Virginia Historic Preservation Easement Program: Sections §10.1-2202.1 and 10.1-2202.2 of the Code of Virginia enable the state, through the Virginia Department of Historic Resources (DHR), to accept donations of easements on properties that have architectural, archaeological, or historic value. Easements are negotiated on a case by case basis between the landowner and DHR, but generally, for historic buildings, the easement requires the surrender of the right to modify the exterior of a building without permission from the easement holder or to develop the surrounding land in such a way that it would compromise the integrity of the historic property. For battlefield land or archaeological sites, the easement typically requires that no excavation takes place without coordination with DHR. A property must be listed on the Virginia Landmarks Register, either individually or as a contributing property to a historic district. Battlefield land may qualify for an easement without listing.
Fauquier County Purchase of Development Rights (PDR) Program: Because farmland is critical for sustaining the agricultural economic engine in Fauquier County, the Board of Supervisors established the Fauquier County Purchase of Development Rights in 2002. The PDR Program is a voluntary program administered by the Agricultural Development Department in which landowners sell development rights to the County while the land stays in agricultural production, ensuring that future generations will be able to farm the land. The farmer retains land ownership and continues to farm, while receiving a cash payment based on the total number of development rights extinguished on the property. This transaction requires that the owner place an easement on the property. A parcel must be in excess of 50 acres to qualify; however, a combination of multiple, contiguous parcels that together are in excess of 50 acres may also qualify. Long-range environmental benefits for the community may include the preservation of wildlife habitats, clean air and water, flood control, and groundwater recharge and carbon sequestration.
Land Trust of Virginia: Since its founding in 1992, the Land Trust of Virginia, a non-profit land trust, has worked to protect open space, historic heritage, natural resources, farms, forests, and water, in perpetuity.
Piedmont Environmental Council (PEC): PEC works with landowners to develop conservation easements that establish permanent limits on future development while protecting the conservation values of the land. Each easement is unique, with terms negotiated between the landowner and PEC. Except for those relinquished rights recorded in the easement document, the landowner retains ownership, use and control of the land.
The Nature Conservancy: The Nature Conservancy works with landowners to develop permanent conservation easements to keep land in private hands and protect the habitats needed to ensure the continuity of Earth's biodiversity.
Marsh Resources, LLC.: Marsh Resources works with landowners to negotiate and hold easements on properties having existing or potential wetland sites. The easements are held in perpetuity for use as mitigation sites for wetland impacts or sold as mitigation credits.

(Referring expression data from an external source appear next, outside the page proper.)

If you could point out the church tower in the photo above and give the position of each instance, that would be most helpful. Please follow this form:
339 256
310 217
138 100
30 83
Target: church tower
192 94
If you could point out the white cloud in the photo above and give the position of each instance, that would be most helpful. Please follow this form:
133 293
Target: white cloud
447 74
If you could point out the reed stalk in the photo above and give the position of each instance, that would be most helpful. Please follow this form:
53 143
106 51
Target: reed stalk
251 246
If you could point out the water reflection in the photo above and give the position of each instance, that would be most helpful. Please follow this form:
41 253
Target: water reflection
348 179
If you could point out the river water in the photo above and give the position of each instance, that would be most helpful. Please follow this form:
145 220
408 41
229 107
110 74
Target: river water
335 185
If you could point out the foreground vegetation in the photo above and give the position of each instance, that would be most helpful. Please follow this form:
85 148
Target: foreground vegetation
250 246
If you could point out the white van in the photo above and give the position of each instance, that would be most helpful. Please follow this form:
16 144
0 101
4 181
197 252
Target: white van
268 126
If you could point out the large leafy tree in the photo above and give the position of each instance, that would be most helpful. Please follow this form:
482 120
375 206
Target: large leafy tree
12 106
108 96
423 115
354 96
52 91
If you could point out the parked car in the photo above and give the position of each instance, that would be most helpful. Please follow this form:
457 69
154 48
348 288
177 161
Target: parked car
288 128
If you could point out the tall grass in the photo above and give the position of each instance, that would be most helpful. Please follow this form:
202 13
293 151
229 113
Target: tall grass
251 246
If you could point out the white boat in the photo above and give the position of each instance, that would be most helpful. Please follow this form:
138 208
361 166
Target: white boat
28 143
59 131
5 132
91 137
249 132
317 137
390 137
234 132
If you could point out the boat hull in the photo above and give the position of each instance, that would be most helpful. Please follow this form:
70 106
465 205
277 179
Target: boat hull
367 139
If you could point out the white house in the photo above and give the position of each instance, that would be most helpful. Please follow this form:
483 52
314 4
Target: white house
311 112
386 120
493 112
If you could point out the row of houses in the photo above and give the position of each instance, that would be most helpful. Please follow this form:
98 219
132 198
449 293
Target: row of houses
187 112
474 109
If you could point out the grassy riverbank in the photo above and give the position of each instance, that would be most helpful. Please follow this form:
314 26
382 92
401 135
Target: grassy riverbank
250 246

Foggy Bottom Wetlands, LLC: Foggy Bottom Wetlands works with landowners to identify land that is ideally suited for wetlands creation and stream restoration to establish a wetlands/stream mitigation bank. The mitigation banking process places a conservation easement on the land for the purpose of preserving wetland and streams.
The Fauquier County Conservation Easement Incentive Overlay District: Established to preserve agricultural and historic resources, open space, parks and future transportation corridors, this Zoning Ordinance tool allows residential density to be increased within certain Service Districts through the Special Exception process, in exchange for placing conservation easements on the resources to be saved.